Rivera pointed the gun at Remi.

“It’s based on the illustrations,” Sam said. “Chicomoztoc is always a cavern with seven smaller caves around it . . . like a flower. The cavern is beneath a mountain. The drawings vary, but the big details are the same—including the location of the entrance.”

“At the bottom,” Rivera said.

“Right. But if I’m right and this is the place, it means the exterior shape of the island was as important to them as the interior.”

“How could they have gotten an overhead view of it?”

“They didn’t. They sailed around it and mapped it. As small as this island is, it would have been easy to do it accurately.”

“Go on.”

“If you’re looking at the illustration face on as a two-dimensional image, the entrance to Chicomoztoc is down. If you look at it from overhead—and they oriented themselves on the four cardinal directions like most cultures do—then the entrance lies to the south.”

Rivera considered this, then nodded slowly. “Good. Now go find it. You’ve got four hours. If you don’t find it by then, I’ll kill you both.”

RIVERA MADE THE GROUND RULES clear: Sam would search for the entrance while he, Rivera, guarded Remi. Rivera would call Sam’s name at random intervals. If Sam didn’t answer within ten seconds, Rivera would shoot Remi again.

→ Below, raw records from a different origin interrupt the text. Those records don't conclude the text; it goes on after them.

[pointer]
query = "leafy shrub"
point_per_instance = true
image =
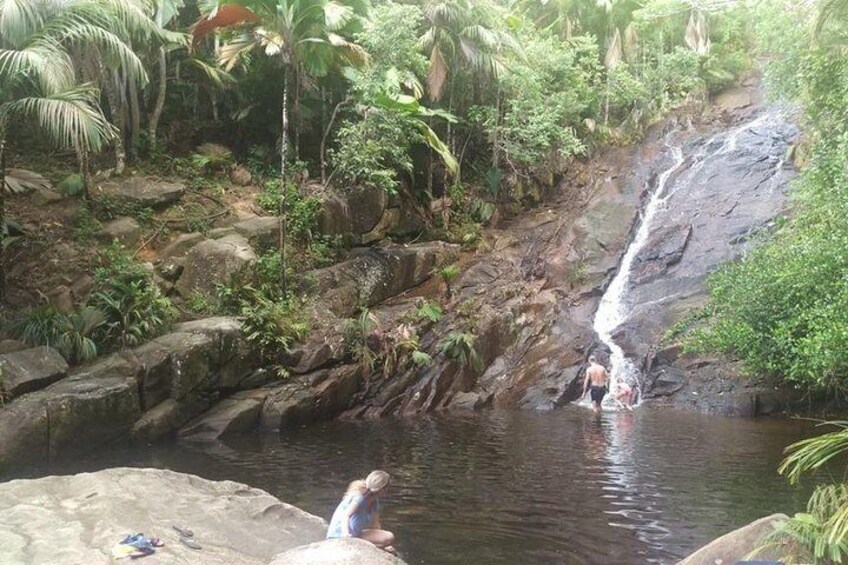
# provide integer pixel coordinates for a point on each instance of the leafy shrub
(448, 274)
(460, 347)
(427, 310)
(75, 336)
(271, 325)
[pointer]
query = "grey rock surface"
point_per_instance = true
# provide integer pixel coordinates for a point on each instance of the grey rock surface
(347, 551)
(71, 520)
(736, 545)
(140, 191)
(214, 262)
(30, 369)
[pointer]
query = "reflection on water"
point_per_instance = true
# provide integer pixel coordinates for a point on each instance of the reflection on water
(561, 487)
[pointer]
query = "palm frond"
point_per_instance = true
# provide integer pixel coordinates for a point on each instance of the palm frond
(71, 118)
(228, 15)
(437, 75)
(337, 15)
(22, 180)
(232, 52)
(43, 61)
(18, 20)
(110, 45)
(219, 77)
(813, 453)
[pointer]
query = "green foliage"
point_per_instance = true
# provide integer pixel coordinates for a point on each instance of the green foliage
(429, 311)
(212, 161)
(125, 292)
(272, 325)
(302, 211)
(73, 335)
(356, 333)
(71, 185)
(373, 347)
(199, 303)
(448, 273)
(819, 535)
(4, 394)
(460, 347)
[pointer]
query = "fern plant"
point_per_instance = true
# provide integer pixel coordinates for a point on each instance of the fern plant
(448, 274)
(819, 535)
(75, 336)
(429, 311)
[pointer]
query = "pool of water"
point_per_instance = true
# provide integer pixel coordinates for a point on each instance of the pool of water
(517, 487)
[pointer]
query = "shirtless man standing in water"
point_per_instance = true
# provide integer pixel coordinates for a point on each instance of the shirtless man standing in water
(597, 375)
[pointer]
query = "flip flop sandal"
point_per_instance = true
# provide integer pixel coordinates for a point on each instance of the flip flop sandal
(184, 532)
(190, 543)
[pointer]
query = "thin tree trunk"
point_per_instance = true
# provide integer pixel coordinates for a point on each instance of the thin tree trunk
(298, 123)
(153, 124)
(282, 204)
(135, 119)
(2, 216)
(118, 118)
(495, 160)
(325, 136)
(85, 173)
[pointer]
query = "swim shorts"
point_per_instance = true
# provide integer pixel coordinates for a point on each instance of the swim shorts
(598, 393)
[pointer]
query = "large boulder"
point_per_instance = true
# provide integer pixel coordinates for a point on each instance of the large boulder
(318, 396)
(375, 274)
(30, 370)
(126, 230)
(347, 551)
(213, 262)
(68, 520)
(93, 406)
(736, 545)
(140, 191)
(237, 413)
(262, 232)
(354, 211)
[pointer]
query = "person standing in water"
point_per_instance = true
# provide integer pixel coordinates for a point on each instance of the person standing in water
(358, 514)
(596, 376)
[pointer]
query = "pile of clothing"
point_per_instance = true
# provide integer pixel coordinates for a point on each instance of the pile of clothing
(135, 546)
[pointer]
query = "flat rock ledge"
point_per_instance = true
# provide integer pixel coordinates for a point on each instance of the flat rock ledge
(68, 520)
(738, 544)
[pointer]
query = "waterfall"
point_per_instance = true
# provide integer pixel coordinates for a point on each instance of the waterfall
(614, 308)
(612, 311)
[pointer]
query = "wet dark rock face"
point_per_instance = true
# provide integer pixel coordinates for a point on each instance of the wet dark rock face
(548, 269)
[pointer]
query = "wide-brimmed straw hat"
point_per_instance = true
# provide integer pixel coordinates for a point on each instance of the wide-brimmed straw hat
(377, 481)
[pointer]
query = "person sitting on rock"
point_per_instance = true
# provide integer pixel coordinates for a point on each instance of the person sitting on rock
(358, 514)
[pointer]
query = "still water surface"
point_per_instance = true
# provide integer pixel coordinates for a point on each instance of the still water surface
(518, 487)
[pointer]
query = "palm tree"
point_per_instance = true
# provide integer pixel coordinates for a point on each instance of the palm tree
(303, 35)
(44, 47)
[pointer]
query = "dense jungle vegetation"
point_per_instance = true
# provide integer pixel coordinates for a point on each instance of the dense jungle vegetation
(453, 104)
(782, 310)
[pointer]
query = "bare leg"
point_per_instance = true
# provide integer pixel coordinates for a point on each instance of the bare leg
(383, 539)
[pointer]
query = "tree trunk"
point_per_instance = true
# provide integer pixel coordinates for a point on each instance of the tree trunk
(135, 119)
(324, 139)
(2, 216)
(85, 173)
(110, 87)
(153, 124)
(495, 160)
(282, 204)
(298, 123)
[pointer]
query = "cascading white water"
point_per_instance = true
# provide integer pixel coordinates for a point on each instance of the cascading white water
(613, 309)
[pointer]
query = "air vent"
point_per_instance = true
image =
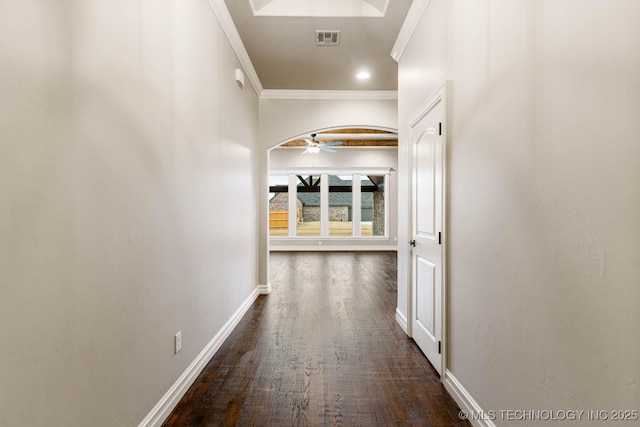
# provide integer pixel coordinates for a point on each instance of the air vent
(327, 37)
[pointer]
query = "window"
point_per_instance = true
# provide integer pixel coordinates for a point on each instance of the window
(340, 205)
(328, 205)
(278, 205)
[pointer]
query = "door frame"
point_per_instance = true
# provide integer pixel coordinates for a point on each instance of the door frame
(437, 97)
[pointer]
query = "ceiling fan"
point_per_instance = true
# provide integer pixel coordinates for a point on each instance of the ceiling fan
(315, 147)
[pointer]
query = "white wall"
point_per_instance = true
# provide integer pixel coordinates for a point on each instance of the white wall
(284, 119)
(347, 159)
(544, 239)
(122, 129)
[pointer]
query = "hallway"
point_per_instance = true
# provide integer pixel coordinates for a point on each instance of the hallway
(322, 349)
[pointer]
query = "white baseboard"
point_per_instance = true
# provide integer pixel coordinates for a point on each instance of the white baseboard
(264, 289)
(163, 408)
(402, 321)
(466, 401)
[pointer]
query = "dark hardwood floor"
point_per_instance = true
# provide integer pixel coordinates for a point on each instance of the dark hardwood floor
(323, 349)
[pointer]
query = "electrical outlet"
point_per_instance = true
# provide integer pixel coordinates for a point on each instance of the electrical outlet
(178, 341)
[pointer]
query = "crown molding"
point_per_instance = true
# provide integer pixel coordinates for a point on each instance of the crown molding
(329, 94)
(417, 9)
(230, 30)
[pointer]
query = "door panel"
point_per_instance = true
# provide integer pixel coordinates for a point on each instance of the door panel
(425, 168)
(425, 295)
(428, 166)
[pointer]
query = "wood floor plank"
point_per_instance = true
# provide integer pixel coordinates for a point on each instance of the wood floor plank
(323, 349)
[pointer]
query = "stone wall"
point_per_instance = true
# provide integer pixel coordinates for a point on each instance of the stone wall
(336, 213)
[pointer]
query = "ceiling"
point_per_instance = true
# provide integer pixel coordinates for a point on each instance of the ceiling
(280, 40)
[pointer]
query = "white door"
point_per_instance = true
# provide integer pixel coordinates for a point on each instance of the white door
(427, 253)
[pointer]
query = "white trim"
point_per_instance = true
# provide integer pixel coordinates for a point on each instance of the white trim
(264, 289)
(465, 400)
(329, 94)
(429, 104)
(402, 321)
(324, 248)
(416, 11)
(229, 28)
(163, 408)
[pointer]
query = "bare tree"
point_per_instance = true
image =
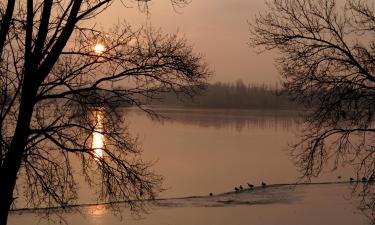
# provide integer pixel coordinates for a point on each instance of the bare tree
(58, 74)
(327, 61)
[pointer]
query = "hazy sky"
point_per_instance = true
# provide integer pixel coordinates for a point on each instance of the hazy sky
(217, 28)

AS HE AND REMI HAD DONE on Pulau Legundi, Sam made do with what was at hand: a sturdy six-foot-long stick and patience. Facing what he thought was due south, he started up the caldera’s slope, prodding ahead of him with the stick.

The first pass to the top took him twenty minutes. On the rim he sidestepped to the right and started back down the slope. He felt ridiculous. Though his method was sound and still used in certain cases, the gravity of where he was, what he searching for, and the clock that was ticking on Remi’s life blended together, giving him a nagging sense of helplessness.

The afternoon wore on. In twenty-minute intervals he hiked up the slope, then down the slope. Up, down, repeating until he’d made six passes, then eight, then ten.